Popular in many Western countries, op-shops in China are rare. When Zhang Huixiang came back to Beijing last year after spending 10 years in Canada, he was surprised that Beijing, an international city, did not have charity stores. Not long after, he decided to fill the void and set up one of his own.

Borrowing a 10-square meter space in Wudaoying Hutong near Beijing's Yonghegong, Zhang opened his store Brandnü two months ago.

Aimed at helping rural women, the name Brandnü not only hints that the concept is brand new to China, but "nü" also means "woman" in Chinese, as the main purpose of the shop is to help women.

"All of the profi ts of Brandnü will help to reduce the poverty of Chinese rural women who will become economically independent with social support," Zhang explained.

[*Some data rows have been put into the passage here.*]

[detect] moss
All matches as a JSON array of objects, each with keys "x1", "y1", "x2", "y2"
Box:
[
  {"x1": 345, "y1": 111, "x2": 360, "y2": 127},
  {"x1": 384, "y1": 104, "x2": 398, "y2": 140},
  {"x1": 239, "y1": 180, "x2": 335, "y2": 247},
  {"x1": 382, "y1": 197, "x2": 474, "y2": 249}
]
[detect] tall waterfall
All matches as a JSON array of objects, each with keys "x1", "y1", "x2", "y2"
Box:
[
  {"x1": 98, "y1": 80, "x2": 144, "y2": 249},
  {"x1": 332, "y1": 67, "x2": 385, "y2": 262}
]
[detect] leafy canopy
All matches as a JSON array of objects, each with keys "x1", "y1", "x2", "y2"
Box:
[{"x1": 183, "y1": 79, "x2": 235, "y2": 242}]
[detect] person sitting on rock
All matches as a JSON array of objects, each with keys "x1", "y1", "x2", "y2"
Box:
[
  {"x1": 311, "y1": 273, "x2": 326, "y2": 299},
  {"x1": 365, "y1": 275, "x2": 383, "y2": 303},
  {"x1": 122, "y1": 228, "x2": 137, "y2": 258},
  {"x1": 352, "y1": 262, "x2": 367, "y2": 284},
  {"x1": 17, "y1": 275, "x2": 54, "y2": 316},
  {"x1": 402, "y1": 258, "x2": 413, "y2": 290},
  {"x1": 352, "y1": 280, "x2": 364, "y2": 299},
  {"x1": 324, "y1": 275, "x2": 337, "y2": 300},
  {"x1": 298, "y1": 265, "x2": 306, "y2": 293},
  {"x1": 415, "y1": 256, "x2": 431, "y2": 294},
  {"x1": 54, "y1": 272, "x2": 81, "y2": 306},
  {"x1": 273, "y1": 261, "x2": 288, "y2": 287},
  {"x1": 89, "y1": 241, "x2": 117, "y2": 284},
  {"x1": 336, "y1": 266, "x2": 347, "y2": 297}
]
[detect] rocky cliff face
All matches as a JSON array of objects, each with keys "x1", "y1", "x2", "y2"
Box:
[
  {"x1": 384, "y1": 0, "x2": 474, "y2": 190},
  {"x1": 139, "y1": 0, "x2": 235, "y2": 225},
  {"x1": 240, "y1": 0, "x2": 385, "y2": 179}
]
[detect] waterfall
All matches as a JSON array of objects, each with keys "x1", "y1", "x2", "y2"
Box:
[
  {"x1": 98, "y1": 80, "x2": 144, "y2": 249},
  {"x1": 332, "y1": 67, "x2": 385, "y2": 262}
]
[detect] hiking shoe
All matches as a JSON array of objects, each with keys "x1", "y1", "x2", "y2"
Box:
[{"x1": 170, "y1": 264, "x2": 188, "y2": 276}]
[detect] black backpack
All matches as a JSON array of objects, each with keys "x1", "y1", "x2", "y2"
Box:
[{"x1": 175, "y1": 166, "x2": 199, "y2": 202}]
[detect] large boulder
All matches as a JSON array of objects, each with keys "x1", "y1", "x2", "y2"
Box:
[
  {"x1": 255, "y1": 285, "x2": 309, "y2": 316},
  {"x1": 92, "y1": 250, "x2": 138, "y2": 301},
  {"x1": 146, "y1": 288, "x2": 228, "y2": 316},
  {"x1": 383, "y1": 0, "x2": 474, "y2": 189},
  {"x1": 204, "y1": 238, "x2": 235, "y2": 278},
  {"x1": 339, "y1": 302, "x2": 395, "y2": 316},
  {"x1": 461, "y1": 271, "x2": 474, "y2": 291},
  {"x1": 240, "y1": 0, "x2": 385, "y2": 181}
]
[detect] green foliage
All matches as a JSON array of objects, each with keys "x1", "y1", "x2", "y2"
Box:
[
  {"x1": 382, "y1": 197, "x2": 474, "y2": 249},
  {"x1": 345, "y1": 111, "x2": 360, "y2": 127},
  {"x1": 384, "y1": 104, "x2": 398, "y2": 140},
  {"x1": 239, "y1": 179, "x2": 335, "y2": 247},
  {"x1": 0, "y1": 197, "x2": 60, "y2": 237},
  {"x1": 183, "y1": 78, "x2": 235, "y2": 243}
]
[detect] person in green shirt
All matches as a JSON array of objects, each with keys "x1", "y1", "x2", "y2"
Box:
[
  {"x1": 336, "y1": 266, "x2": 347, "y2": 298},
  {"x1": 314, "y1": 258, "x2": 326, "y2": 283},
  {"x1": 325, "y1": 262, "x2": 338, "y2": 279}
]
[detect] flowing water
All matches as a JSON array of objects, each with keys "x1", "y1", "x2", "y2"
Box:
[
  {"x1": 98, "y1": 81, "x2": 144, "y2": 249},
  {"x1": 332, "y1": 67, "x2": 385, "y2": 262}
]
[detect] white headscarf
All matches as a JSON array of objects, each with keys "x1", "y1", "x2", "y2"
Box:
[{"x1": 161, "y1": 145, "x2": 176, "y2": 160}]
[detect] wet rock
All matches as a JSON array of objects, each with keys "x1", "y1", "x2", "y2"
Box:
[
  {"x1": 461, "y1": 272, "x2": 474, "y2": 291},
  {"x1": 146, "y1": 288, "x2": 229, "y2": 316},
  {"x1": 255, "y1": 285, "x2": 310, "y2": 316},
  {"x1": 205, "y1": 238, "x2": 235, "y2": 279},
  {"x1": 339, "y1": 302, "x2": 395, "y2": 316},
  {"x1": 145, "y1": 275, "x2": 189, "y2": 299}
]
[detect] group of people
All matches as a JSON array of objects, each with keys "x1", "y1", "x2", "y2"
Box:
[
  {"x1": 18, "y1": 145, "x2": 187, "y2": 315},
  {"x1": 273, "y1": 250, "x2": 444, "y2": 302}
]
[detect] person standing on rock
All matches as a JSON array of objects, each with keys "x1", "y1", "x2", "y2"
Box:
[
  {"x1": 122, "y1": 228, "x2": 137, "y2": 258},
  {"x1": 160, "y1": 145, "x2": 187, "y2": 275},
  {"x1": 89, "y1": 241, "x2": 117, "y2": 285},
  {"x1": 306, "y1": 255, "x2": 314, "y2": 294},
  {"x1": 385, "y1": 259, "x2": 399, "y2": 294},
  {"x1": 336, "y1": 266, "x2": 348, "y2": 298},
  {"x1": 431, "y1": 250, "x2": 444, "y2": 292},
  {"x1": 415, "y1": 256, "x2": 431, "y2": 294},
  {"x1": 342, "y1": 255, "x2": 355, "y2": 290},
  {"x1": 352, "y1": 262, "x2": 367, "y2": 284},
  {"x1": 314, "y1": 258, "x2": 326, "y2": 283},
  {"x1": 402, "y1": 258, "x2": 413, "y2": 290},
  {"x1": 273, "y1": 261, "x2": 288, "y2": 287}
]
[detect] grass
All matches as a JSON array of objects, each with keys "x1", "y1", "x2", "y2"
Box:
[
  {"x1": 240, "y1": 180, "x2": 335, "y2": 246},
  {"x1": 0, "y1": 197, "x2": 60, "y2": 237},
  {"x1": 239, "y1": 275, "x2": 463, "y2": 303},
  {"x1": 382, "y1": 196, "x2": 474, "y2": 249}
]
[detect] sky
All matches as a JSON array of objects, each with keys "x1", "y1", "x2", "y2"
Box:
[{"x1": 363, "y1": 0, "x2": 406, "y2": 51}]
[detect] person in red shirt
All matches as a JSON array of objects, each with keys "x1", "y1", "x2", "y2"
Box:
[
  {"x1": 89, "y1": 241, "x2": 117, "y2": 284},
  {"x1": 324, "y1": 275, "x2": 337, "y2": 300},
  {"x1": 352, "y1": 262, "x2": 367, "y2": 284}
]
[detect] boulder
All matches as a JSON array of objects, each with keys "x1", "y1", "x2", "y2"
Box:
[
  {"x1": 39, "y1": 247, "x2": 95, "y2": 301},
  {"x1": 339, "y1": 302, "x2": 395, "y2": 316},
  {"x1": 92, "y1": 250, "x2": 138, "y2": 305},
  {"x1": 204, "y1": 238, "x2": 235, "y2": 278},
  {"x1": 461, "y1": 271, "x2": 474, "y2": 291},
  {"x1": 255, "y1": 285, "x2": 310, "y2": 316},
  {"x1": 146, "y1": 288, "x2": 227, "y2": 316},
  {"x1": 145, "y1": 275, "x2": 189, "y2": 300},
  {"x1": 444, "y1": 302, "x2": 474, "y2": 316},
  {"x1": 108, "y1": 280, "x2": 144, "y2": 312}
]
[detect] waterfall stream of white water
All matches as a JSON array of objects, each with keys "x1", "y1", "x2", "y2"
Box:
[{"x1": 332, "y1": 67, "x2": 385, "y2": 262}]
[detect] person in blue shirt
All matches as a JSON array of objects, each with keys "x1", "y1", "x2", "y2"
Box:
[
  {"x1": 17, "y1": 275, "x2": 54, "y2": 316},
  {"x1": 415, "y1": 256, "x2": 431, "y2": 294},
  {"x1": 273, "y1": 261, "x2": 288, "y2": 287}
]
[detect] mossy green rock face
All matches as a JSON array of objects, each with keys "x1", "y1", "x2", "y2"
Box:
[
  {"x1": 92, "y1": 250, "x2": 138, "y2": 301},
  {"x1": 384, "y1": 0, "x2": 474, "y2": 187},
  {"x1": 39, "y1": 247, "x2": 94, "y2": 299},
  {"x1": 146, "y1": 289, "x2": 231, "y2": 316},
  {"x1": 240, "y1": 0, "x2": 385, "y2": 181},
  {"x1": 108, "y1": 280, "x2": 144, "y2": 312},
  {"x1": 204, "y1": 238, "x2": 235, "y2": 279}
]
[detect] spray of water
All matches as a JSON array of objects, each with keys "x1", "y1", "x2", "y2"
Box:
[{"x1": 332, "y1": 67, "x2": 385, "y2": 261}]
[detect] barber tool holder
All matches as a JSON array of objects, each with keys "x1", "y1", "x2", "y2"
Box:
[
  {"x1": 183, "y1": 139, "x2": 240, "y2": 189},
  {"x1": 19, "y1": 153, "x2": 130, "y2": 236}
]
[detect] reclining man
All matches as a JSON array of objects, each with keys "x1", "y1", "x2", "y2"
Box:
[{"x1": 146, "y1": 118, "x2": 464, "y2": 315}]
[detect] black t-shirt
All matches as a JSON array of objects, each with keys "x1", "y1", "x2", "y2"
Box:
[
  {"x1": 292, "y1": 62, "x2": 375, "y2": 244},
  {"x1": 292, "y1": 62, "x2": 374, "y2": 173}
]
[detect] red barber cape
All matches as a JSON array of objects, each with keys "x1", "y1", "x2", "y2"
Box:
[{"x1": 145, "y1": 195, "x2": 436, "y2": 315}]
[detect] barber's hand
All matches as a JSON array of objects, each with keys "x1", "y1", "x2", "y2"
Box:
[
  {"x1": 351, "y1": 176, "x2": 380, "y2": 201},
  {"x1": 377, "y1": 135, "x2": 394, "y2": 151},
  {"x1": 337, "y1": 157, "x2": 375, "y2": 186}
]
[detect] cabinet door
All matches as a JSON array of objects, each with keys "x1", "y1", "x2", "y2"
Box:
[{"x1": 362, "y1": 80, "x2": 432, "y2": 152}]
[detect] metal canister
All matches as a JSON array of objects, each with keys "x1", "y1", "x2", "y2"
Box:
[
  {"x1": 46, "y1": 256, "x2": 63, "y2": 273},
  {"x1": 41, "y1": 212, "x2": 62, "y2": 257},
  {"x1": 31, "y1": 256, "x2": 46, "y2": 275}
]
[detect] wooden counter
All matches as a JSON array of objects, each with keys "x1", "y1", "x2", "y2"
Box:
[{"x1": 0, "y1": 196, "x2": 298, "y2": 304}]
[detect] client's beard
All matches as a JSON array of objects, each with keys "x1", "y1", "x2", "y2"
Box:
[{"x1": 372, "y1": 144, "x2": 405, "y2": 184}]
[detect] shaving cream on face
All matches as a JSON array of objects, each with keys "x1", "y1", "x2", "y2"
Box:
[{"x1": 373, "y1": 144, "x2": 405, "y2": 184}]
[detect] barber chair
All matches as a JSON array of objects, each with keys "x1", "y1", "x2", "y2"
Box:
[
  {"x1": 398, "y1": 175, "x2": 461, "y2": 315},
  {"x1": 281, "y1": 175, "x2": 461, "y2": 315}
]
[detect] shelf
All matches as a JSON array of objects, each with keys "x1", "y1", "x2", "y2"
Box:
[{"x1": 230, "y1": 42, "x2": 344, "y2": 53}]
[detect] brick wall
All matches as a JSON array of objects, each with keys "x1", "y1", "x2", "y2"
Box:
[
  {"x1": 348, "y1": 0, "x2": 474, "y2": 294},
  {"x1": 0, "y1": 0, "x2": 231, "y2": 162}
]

To help fulfill his goal, Zhang sells handicrafts made by rural women.Computer bags, pouches for cell phones and embroidered children's shoes are acquired from non-governmental organizations (NGOs) such as Beijing Cultural Development Center for Rural Women and China Foundation for Poverty Alleviation. The NGO's help him collect products from rural women in various regions in China. Zhang then sells the handicrafts at low prices fixed by the NGOs to make sure the producers will gain the main profits.

Besides promoting rural women's handicrafts, Brandnü, like many charity shops abroad, provides a space for people to donate used goods. All of the items must be washed and sterilized before they are accepted.